Fortuitously for Templer, the Malayan economy in 1952 was booming. The Korean War (1950-1953) had caused tin prices to almost double and rubber to rise by over 400 percent. The resulting increased revenue helped fund the antiguerrilla campaign. For the general population, rising incomes and low unemployment diminished their sense of dissatisfaction.

Templer considered the “hearts and minds” battle to be even more important than the military battle, and he succeeded in largely neutralizing potential support for the MCP. Conditions in the New Villages greatly improved. Villages that supported the government were rewarded, and recalcitrant ones were punished.
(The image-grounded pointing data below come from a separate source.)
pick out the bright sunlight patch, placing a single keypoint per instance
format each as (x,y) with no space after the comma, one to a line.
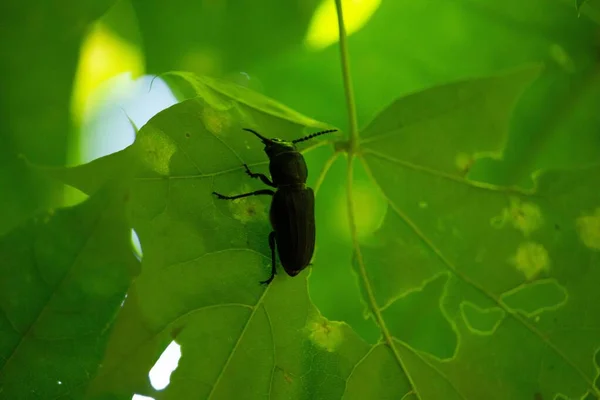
(323,30)
(588,228)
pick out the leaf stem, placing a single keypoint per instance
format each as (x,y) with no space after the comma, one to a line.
(350,103)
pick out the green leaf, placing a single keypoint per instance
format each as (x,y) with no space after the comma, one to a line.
(38,53)
(499,276)
(580,3)
(216,38)
(458,40)
(63,277)
(203,260)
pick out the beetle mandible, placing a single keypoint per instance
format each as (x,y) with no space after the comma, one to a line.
(292,211)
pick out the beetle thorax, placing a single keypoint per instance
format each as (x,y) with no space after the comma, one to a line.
(288,168)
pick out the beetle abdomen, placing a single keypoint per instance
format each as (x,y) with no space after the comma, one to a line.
(293,220)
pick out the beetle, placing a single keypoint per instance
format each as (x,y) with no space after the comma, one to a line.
(292,213)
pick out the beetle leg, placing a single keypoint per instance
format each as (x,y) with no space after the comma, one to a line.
(273,259)
(239,196)
(262,177)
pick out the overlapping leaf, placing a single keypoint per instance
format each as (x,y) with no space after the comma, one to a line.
(203,260)
(469,285)
(511,272)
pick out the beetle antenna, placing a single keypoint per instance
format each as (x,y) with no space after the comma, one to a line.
(264,139)
(313,135)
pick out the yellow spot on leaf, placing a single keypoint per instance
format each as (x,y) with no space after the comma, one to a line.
(531,259)
(216,121)
(326,334)
(156,150)
(524,216)
(323,29)
(588,228)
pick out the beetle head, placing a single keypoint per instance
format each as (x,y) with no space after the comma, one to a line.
(277,146)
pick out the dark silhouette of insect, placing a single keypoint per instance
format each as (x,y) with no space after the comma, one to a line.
(292,212)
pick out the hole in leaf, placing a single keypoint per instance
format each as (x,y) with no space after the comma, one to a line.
(137,245)
(160,374)
(532,299)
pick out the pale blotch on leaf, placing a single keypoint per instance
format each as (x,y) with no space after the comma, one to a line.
(588,228)
(156,150)
(531,259)
(523,216)
(369,210)
(216,121)
(325,334)
(247,209)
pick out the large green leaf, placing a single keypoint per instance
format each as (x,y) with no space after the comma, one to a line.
(63,278)
(408,46)
(503,278)
(472,290)
(203,260)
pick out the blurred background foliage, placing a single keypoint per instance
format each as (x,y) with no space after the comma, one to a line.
(73,71)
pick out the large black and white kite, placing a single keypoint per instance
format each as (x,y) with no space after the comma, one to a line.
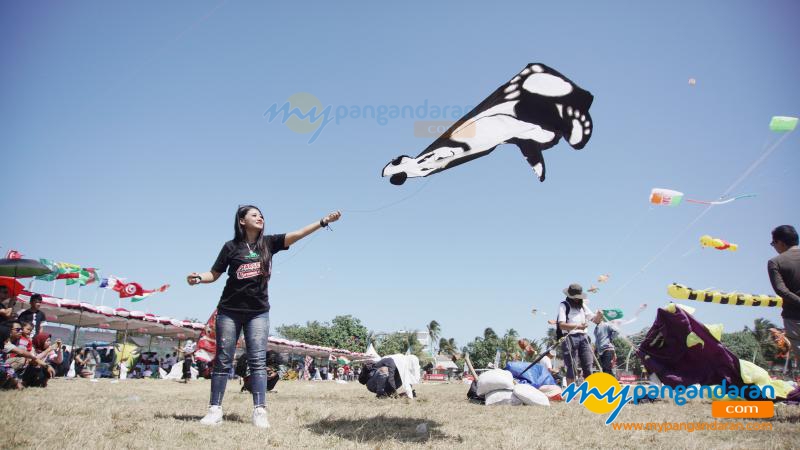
(533,111)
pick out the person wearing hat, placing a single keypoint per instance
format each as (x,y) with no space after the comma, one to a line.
(573,318)
(604,334)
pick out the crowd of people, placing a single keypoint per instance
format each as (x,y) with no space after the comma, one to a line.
(29,357)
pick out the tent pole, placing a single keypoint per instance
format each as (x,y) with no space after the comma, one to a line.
(75,336)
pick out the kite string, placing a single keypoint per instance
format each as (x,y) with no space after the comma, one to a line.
(748,171)
(401,200)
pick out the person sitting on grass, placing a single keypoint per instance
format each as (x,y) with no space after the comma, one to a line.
(7,378)
(16,357)
(6,305)
(33,314)
(37,375)
(84,364)
(381,378)
(24,341)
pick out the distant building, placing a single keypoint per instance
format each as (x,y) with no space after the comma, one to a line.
(423,337)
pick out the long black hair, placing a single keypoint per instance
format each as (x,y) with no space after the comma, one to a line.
(240,237)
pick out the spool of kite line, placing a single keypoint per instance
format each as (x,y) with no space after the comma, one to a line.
(681,292)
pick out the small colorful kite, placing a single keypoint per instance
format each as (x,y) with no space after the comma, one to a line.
(719,244)
(668,197)
(682,292)
(782,124)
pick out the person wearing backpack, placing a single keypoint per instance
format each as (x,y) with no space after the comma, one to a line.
(604,335)
(573,319)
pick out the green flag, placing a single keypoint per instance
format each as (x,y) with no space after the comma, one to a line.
(50,265)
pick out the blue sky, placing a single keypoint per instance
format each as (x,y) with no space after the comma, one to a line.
(131,131)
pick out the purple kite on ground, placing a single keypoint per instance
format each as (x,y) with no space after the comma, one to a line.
(666,353)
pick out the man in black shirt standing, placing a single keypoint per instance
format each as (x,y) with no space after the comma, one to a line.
(33,315)
(784,274)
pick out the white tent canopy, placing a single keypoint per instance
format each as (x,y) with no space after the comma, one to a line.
(82,315)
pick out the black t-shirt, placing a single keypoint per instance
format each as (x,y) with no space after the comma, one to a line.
(244,291)
(35,318)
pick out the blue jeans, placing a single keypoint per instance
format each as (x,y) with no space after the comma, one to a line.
(256,332)
(577,351)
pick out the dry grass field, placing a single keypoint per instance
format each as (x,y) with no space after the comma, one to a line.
(164,414)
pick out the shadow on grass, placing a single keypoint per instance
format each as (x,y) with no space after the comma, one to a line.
(196,418)
(381,428)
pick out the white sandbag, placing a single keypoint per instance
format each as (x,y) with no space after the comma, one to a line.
(550,390)
(494,380)
(502,397)
(529,395)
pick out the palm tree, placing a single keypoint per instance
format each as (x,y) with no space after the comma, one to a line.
(449,347)
(766,346)
(489,334)
(434,331)
(509,344)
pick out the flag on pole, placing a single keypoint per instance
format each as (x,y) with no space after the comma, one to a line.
(85,276)
(53,270)
(67,271)
(136,291)
(138,298)
(109,283)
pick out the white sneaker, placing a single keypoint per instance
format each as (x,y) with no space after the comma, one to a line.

The institution of elections for village councils and higher levels of government aided in the building of a united nation of Malaya and eventual independence.

All civil and military resources were coordinated to defeat the MCP. Efficient decision-making bodies and processes were established. A revitalized Police Special Branch provided military planners with high-quality intelligence. Sustained, systematic operations against the Min Yuen complemented smaller-scale patrolling against an increasingly fragmented MRLA. Radio, films, leafleting, and aerial broadcasting disseminated sophisticated propaganda. Constant pressure caused increasing guerrilla surrenders and subsequently more intelligence and further inroads against the insurgent forces. From December 1952, a permanent security force presence was maintained in a system of forts deep in the jungle in order to win over the Orang Asli who still supported the MRLA. Positive contact, security from the MRLA, medical facilities, and trading stores were real inducements that the MCP could not match.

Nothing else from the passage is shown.